• ART

FOX

It was twelve years ago that I started making masks. An entry from my notebook at that time reads:

“A mask is a gate that leads to a different world. Putting on a mask, even with just a T-shirt and jeans, transports the wearer from reality to unreality. One can become the inhabitant of an incomprehensible world. Beyond the gate, words become poems and stories.”

I was thirty years old when I wrote those words. Spending my days thinking seriously on this topic, I was attracted to the potential roles of my masks.

Now the year is 2020, and I have turned 43. I still sew everyday, and I still think about the same ideas I did then.
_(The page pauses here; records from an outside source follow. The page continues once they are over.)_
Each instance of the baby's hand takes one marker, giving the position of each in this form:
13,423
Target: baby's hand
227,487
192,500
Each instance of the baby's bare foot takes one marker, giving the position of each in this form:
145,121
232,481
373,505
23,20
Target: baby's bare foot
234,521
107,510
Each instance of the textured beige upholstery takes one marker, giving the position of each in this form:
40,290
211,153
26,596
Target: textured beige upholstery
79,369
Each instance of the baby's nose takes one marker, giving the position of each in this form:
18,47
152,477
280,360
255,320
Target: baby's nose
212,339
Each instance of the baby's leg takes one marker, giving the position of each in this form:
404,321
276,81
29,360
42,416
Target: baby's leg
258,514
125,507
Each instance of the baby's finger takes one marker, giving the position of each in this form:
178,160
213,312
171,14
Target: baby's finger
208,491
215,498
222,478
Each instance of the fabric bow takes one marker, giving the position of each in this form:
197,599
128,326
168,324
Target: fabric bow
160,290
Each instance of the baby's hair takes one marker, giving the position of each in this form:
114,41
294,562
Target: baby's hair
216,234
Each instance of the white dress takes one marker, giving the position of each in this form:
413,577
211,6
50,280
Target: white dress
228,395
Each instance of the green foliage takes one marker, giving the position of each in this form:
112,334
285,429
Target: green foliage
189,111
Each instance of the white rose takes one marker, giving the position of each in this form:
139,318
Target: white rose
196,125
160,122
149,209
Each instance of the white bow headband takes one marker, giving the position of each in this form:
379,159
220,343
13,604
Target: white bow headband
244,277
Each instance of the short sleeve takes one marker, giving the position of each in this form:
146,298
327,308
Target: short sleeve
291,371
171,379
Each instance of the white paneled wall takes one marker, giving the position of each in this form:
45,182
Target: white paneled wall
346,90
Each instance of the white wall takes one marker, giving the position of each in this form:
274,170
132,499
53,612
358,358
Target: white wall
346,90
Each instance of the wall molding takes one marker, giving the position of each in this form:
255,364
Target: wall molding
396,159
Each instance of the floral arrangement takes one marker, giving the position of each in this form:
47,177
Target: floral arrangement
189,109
The trouble is, masks have acquired an entirely new meaning. Now that the mask has become a universal symbol of our world, can it still remember the story of that other world?

On October 20, I received a phone call from my friend. She told me Kenji Ozawa needed my masks. This year has already been strange enough, yet it continues to become more bizarre. I realized that people are meant to meet for a reason.

It has been a month since that phone call. For three weeks out of that month, I lived in a dream, making pieces from dawn to dusk. The spirit world, a parallel universe, unreality. I once thought it wouldn’t be possible for me to revisit the view I once saw at the end of each mask. Now, I know I must follow my own fox, no matter if the gate is open or closed.

 

 

 

 

Postscript
I am attracted to the way this fox is just like a letter, written in the middle of the night.
My signature way of hand-stitching is like my handwriting. My stitching makes the fabric surface bumpy and uneven by pulling the thread more than is necessary, as my writing leaves marks on the letter paper from the pressure of my pen.
When threading a needle, I think of who will receive my work. My drive has never dulled.